La Cour européenne des droits de l'homme a, de nouveau, condamné la France pour violation de l'article 9 de la Conv. EDH dans trois affaires dans lesquelles les requérantes, des associations, alléguaient que la taxation des dons manuels à laquelle elles avaient été assujetties avait porté atteinte à leur droit de manifester et d’exercer leur liberté de religion.

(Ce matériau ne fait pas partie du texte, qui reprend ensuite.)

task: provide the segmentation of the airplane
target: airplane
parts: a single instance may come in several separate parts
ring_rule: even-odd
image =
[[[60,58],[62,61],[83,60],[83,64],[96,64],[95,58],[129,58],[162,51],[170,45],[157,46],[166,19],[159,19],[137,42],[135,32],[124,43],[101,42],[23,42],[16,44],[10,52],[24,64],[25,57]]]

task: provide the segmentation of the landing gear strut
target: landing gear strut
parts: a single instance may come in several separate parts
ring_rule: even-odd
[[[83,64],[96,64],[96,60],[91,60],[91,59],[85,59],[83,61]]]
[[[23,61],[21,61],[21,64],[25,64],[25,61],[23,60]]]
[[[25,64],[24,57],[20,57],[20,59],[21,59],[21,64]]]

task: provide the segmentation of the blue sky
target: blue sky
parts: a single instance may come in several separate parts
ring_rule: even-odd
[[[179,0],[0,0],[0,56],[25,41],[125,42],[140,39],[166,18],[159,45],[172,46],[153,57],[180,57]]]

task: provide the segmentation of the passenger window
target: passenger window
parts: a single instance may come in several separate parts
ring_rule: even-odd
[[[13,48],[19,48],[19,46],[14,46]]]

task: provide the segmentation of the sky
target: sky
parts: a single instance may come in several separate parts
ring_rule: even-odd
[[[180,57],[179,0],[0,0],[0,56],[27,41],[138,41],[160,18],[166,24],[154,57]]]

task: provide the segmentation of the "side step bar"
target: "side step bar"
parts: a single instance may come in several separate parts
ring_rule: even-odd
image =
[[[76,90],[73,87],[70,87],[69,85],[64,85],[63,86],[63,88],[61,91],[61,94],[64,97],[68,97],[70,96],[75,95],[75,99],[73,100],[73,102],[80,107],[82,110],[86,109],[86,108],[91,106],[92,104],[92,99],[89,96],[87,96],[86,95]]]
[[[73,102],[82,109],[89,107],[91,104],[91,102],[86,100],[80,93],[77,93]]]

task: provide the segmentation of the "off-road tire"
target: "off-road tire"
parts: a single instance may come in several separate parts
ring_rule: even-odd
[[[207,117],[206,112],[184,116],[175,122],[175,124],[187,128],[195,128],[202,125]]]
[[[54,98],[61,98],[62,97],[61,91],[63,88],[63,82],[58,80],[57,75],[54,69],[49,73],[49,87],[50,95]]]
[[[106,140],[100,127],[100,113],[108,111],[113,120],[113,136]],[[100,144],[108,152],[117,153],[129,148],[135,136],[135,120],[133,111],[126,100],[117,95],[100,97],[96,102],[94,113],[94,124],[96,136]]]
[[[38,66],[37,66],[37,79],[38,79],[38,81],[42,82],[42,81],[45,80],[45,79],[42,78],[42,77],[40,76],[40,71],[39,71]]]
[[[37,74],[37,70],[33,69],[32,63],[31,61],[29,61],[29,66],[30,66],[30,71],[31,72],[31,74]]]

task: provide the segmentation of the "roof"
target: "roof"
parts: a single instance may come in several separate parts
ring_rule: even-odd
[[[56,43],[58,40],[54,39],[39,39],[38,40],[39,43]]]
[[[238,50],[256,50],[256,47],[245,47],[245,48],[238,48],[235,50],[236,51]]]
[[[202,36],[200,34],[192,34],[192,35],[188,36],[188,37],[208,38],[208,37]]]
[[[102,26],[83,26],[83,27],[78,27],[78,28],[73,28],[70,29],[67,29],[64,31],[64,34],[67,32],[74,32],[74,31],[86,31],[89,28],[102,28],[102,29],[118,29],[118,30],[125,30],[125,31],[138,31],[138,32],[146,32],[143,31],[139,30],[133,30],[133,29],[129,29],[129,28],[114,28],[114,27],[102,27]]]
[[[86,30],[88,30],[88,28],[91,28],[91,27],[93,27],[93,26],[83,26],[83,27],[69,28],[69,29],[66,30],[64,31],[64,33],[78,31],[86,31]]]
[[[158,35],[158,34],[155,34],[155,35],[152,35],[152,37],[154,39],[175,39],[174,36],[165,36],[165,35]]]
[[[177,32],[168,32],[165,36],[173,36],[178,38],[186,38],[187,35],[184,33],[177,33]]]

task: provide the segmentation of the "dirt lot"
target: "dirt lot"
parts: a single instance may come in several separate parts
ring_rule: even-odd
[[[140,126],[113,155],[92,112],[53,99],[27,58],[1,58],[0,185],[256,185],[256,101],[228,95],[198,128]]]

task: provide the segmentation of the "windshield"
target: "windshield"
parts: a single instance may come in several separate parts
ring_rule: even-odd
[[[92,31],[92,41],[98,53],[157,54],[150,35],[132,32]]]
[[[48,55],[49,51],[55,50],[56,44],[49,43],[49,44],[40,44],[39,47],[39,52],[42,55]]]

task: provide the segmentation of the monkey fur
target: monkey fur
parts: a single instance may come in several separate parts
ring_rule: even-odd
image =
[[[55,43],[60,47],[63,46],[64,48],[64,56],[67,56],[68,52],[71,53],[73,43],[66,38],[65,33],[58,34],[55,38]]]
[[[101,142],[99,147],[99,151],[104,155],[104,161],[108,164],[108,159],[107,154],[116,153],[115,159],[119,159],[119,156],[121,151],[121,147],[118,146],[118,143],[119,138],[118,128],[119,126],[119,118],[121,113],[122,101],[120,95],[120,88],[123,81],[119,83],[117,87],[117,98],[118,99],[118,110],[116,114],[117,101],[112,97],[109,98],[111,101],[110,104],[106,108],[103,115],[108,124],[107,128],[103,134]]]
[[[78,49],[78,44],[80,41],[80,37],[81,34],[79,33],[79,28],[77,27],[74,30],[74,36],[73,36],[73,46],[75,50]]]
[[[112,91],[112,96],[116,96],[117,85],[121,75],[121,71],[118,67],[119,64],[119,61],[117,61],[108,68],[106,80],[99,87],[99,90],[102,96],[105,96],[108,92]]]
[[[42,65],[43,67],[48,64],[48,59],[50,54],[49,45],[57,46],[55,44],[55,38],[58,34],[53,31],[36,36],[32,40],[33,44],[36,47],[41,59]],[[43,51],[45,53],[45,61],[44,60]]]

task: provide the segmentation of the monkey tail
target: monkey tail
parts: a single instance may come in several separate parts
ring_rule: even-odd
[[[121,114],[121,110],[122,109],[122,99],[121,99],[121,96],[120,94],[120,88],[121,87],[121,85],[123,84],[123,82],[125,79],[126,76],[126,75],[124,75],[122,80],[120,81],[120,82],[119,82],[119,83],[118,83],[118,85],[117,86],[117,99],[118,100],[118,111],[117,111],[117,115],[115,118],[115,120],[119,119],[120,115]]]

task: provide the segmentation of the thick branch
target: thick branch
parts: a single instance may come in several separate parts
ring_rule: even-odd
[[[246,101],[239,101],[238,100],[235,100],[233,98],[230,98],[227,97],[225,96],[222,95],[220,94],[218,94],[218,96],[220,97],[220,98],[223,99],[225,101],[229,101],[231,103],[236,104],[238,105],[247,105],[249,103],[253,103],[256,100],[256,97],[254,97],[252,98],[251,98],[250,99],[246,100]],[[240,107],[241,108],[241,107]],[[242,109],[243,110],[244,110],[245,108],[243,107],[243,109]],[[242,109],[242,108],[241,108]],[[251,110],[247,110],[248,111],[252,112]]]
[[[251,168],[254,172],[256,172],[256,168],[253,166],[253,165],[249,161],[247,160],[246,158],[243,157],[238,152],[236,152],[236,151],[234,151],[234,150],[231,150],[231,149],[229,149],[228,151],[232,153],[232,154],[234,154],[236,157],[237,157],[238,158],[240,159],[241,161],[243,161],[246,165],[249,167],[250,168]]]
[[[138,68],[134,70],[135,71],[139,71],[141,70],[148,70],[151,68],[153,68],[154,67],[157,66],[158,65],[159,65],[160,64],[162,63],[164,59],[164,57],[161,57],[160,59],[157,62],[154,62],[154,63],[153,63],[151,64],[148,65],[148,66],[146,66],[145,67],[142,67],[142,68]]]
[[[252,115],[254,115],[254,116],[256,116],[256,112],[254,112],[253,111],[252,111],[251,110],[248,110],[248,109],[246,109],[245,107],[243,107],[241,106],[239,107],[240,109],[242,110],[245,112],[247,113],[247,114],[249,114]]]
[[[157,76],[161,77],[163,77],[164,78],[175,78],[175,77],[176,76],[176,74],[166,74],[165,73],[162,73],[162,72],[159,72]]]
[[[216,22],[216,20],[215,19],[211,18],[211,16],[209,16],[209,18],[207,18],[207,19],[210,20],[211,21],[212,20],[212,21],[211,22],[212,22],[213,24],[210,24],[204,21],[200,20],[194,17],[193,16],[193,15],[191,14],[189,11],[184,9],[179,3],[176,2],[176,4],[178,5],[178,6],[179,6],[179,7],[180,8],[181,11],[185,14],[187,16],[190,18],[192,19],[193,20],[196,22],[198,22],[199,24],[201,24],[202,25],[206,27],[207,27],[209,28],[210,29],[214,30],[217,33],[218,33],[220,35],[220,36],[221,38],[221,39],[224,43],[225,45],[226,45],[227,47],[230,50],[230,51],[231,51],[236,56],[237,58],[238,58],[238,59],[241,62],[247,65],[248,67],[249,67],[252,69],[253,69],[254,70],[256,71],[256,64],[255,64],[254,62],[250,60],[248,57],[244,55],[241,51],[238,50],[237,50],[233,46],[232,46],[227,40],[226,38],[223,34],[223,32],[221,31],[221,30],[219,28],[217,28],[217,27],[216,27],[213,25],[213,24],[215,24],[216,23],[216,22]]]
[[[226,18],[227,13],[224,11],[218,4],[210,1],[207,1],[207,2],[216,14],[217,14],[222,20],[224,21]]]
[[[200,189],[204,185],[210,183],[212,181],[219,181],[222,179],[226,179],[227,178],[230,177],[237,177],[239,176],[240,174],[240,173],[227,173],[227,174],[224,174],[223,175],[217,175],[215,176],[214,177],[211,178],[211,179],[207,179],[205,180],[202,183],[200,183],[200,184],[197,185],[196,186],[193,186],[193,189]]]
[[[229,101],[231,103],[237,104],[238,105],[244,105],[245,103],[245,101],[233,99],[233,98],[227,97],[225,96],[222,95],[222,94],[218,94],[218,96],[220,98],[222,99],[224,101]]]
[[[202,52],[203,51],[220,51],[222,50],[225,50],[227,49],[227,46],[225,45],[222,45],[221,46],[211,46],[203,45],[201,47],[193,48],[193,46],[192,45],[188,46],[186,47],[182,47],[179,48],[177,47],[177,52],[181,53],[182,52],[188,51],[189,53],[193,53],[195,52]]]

Les deux premières associations, l’Association des chevaliers du lotus d’or et l’Association cultuelle du temple pyramide, avaient pour objet le culte d’une nouvelle religion (l’aumisme). La troisième est l’association Église évangélique missionnaire. Dans ces trois affaires, les associations, ont fait l'objet, à l’issue de procédures fiscales, d’un redressement portant sur la non-déclaration de dons manuels qu'elles avaient reçus. En effet, en vertu de l’article 757 du Code général des impôts, les dons manuels « révélés » à l’administration fiscale sont sujets aux droits de donation (une taxation d’office au taux de 60%). Or, ces associations revendiquaient leur statut d'association « cultuelle » en vue de bénéficier des exonérations fiscales attachées à ce statut.
La CEDH a déjà condamné la France en matière de taxation des communautés religieuses dans son arrêt Association Les Témoins de Jéhovah (CEDH 30 juin 2011). La Cour avait conclu à la violation de l’article 9, en raison de l'insuffisante précision des dispositions de l'article 757 du Code général des impôts sur le fondement duquel les dons révélés à l'administration au cours de la vérification de la comptabilité de l'association sont taxés d'office aux droits de donation. L'imprévisibilité fustigée par la Cour découlait de l’interprétation nouvelle de la législation avalisée par les juridictions nationales (TGI Nanterre 4 juill. 2000 ; Versailles, 28 févr. 2002 ; Com. 5 oct. 2004).
La CEDH, dans cette affaire, renvoie à cet arrêt, constatant que l’état du droit dans ces affaires est le même que celui qui prévalait dans l’affaire Association les Témoins de Jéhovah et ne voit pas de raison en l’espèce de s’écarter de la conclusion à laquelle elle était parvenue à l’époque. En conséquence, la France est condamnée à verser 3 599 551 euros à l'Association cultuelle du temple pyramide, 36 886 euros à l'Association des chevaliers du lotus d'or et 387 722 euros à l'Église évangélique missionnaire.
L’arme fiscale est donc moins efficace contre les sectes que contre Al Capone.
Mais au fait, qu’est-ce qu’une secte ?
Une difficulté surgit immédiatement : l’absence de définition légale ou jurisprudentielle de la notion de secte. Seule la loi du 12 juin 2001 tendant à renforcer la prévention et la répression des mouvements sectaires portant atteinte aux droits de l'homme et aux libertés fondamentales évoque la « personne morale, quelle qu'en soit la forme juridique ou l'objet, qui poursuit des activités ayant pour but ou pour effet de créer, de maintenir ou d'exploiter la sujétion psychologique ou physique des personnes qui participent à ces activités ».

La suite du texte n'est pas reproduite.